Cyber attack on IT service provider CTS disrupts over 80 UK law firms, hindering legal services and real estate transactions
Last Wednesday’s cyberattack on CTS, a prominent UK-based provider of managed IT services for law firms and the professional services industry, continued to cause widespread disruption this week.
The attack specifically impacted cloud hosting and solutions for legal entities in the UK and Ireland, leading to significant operational challenges for law firms specialising in real estate.

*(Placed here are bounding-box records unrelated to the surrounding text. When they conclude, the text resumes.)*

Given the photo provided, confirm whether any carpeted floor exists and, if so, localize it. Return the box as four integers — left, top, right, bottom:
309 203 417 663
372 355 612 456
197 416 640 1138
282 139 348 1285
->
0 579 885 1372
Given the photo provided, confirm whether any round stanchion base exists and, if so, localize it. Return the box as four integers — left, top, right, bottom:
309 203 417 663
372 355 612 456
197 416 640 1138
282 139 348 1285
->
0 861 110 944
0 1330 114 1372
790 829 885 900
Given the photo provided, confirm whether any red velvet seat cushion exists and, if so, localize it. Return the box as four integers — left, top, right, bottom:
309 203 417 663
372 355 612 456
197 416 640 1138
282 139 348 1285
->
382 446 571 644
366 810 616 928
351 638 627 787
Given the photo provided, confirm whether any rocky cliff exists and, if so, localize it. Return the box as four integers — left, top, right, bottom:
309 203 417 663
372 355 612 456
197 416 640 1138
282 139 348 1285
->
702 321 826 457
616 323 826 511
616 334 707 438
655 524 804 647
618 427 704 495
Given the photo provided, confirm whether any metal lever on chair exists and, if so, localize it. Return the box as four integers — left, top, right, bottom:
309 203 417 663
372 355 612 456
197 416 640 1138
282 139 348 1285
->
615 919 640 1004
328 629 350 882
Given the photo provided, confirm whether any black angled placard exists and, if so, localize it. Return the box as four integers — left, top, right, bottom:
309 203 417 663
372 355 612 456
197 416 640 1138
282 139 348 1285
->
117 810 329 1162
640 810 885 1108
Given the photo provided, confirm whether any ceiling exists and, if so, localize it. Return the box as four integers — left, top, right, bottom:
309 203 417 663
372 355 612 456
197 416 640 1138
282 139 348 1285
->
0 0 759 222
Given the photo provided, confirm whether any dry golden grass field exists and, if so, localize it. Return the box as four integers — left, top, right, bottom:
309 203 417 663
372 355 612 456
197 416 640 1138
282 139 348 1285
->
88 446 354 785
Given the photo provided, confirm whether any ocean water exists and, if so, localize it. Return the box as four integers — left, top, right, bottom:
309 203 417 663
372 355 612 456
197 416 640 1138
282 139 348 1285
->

Between 80 to 200 UK law firms have been affected with the attack resulting in a major outage, hindering the ability of these firms to access their case files and conduct normal operations. This disruption has had a notable impact on real estate transactions, as many of these law firms are involved in conveyancing and other property-related legal services.
The incident at CTS highlights the vulnerability of legal firms to cyber threats and underscores the critical nature of cyber security in the legal sector. It has caused significant operational challenges and delays in service provision, affecting numerous organisations within the legal sector. Close to 80 law firms reported being unable to access their case files since the incident occurred, leading to delayed or disrupted legal services.
The full extent of the impact on law firms and their clients is still unfolding.
Cyberattack on KyberSwap leads to $54.7 million cryptocurrency heist
KyberSwap, a decentralised exchange protocol, revealed that it experienced a significant cyberattack on November 22, 2023, resulting in the loss of nearly $54.7 million in cryptocurrency.
The attack was executed through a complex series of exploitative swaps, which enabled the unauthorised withdrawal of user funds. This event underscores the vulnerability of cryptocurrency platforms to targeted cyberattacks, and highlights the challenges in securing digital assets in the burgeoning field of decentralised finance DeFi.
In the wake of the attack, KyberSwap's team urgently advised its users to withdraw their funds. The company is actively attempting to recover the stolen assets. This cyberattack not only represents a significant financial loss but also casts a spotlight on the ongoing security concerns within the cryptocurrency industry, particularly for decentralised platforms.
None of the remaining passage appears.